Friday, October 8th, 2010

For those unfamiliar with Mercurial, it is an awesome Source Control Management (SCM) tool. One of my favorite features of Mercurial is that the repositories are distributed which allows each machine to have a full copy of the project's history. Being distributed has many advantages such as faster committing, branching, tagging, merging, etc. since it is all done locally. Of course this setup also creates a backup of the repository each time an engineer clones a repository. There are a lot of benefits to using Mercurial, but that is not the focus of this post.
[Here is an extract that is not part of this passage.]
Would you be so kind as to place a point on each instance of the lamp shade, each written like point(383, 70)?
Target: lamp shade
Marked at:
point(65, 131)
In this article, I am going to discuss how to setup a Mercurial hook to handle checking the syntax of files. Specifically, the hook will be setup to check the syntax of PHP files. This is beneficial as it will prevent users from adding files to Mercurial that are invalid and will keep the repository clean. Better yet, when dealing with a repository for a live website, it will prevent invalid files from ever being added to the live site.

The Pretxnchangegroup Event

Mercurial hooks are programs that Mercurial will execute during specific events. Ideally, a hook such as checking syntax would happen just before a commit is being made (the precommit event). Since Mercurial is distributed, this would require each client to install and setup the hook. This may work for some, but it does require more work and can cause issues if the hook is not setup correctly on each machine.

There is a better solution for environments that have a central repository for everyone to push their changes to. Basically, the hook can be setup on the pretxnchangegroup event. This event is executed just before a changeset (group of commits) is added to a remote repository (during a push).

To setup a hook on the pretxnchangegroup event, the syntax checking will need to build a list of every file that was changed for each changeset and then check the syntax on the latest version of each file. If there is a syntax error, the hook can exit with the appropriate status code to prevent the changesets from being added to the central repository.

When using the pretxnchangegroup event, each machine will be able to commit changes with files that have syntax errors. However, when trying to push the files to the central server, the changesets will be rejected until the syntax errors have been fixed.

In Process vs. External Hooks

With Mercurial, there are two types of hooks: an in-process and an external hook. An in-process hook is a Python module that is loaded at the time the Mercurial starts. An external hook can use any programming language that is supported by the OS.

These are advantages to using both an in-process and an external hook. An external hook is most beneficial when the code is already written in another language or the developers are more familiar with a language other than Python. An in-process hook has some nice advantages as it allows the developer access to the internals of Mercurial. It also gives the ability to display a message to the user when making a change in the repository.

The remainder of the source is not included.